We had arrived and settled down for a meal by 8am, at which time my friend (who works as a research assistant at the church) whispered to me - "Don't look now, but Desmond Tutu just walked into the cafe." Believing that my friend was having research-induced delusions, I doubted this was true.  But, sure enough, glancing up from my boerewors and eggs I saw that yes, in fact it was Desmond Tutu walking into the cafe, chatting with the kitchen staff and sampling some of their baked pastries.  Who would have guessed!

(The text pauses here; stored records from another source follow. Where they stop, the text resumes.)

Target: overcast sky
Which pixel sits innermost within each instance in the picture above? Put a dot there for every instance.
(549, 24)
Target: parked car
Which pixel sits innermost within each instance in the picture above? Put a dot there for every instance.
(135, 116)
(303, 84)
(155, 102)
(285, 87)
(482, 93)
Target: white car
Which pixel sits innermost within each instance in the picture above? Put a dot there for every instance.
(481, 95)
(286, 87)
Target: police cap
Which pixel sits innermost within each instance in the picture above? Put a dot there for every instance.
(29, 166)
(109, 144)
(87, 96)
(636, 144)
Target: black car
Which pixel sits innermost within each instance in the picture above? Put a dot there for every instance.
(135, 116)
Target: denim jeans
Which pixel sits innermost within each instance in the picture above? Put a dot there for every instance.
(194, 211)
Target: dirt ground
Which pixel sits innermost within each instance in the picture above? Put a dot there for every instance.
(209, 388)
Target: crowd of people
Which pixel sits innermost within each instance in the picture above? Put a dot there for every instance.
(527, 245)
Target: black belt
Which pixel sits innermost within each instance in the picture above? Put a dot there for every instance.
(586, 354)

Archperspective meets Archbishop
Simply serendipitous!

It would be hard to imagine ten better days in Cape Town.  I'm thankful for the experiences, friendships, and communities that I've been exposed to in just over a week, and I'm praying that God will keep providing me with opportunities to interact with locals, as well as architects and designers here in Cape Town who can give me a better professional perspective for my work.  One particular opportunity I want to make the most of is in meeting and getting to know homeless people in Cape Town.  South Africa has a monstrous unemployment rate, and I want to hear what this is like first-hand from Capetownians who either do not have a job or cannot find work.

As my second week begins, please be praying for my relationships with roommates and work colleagues - God is doing great things through the people I work with and it is a blessing to be living here with such a diverse set of friends.

I have dropped the second-person blog concept.  It was fun, but it was also strange to be so removed for all you lovely readers.  To be honest, I am hoping for a little feedback... comments, ya know?!  I'm here in South Africa to work and learn, but I'm also here to provide some perspective.  That's perspective not just for me, but for you too!  So if there's something you'd like to vicariously explore in Cape Town or anything you'd like to hear more about, just let me know (that way I won't have to bring back the creepy second-person blog-review man - see posts below if you're confused).  Comments from you guys = no creepy blog posts.


-quote of the day-
"That the urban future should be at once repellent and seductive is hardly surprising, since actual cities have always cast their own double spell. Their crowded streets and cramped habitations induce claustrophobia but also promise new forms of intimacy. The alienation and loneliness that blossom in the midst of crowds are romantic and agonizing in equal measure. City life is subject to all kinds of planning, scheduling, surveillance and regulation, which makes it both efficient and dehumanizing. Its buzzing disorder holds the threat of violence and the promise of vitality."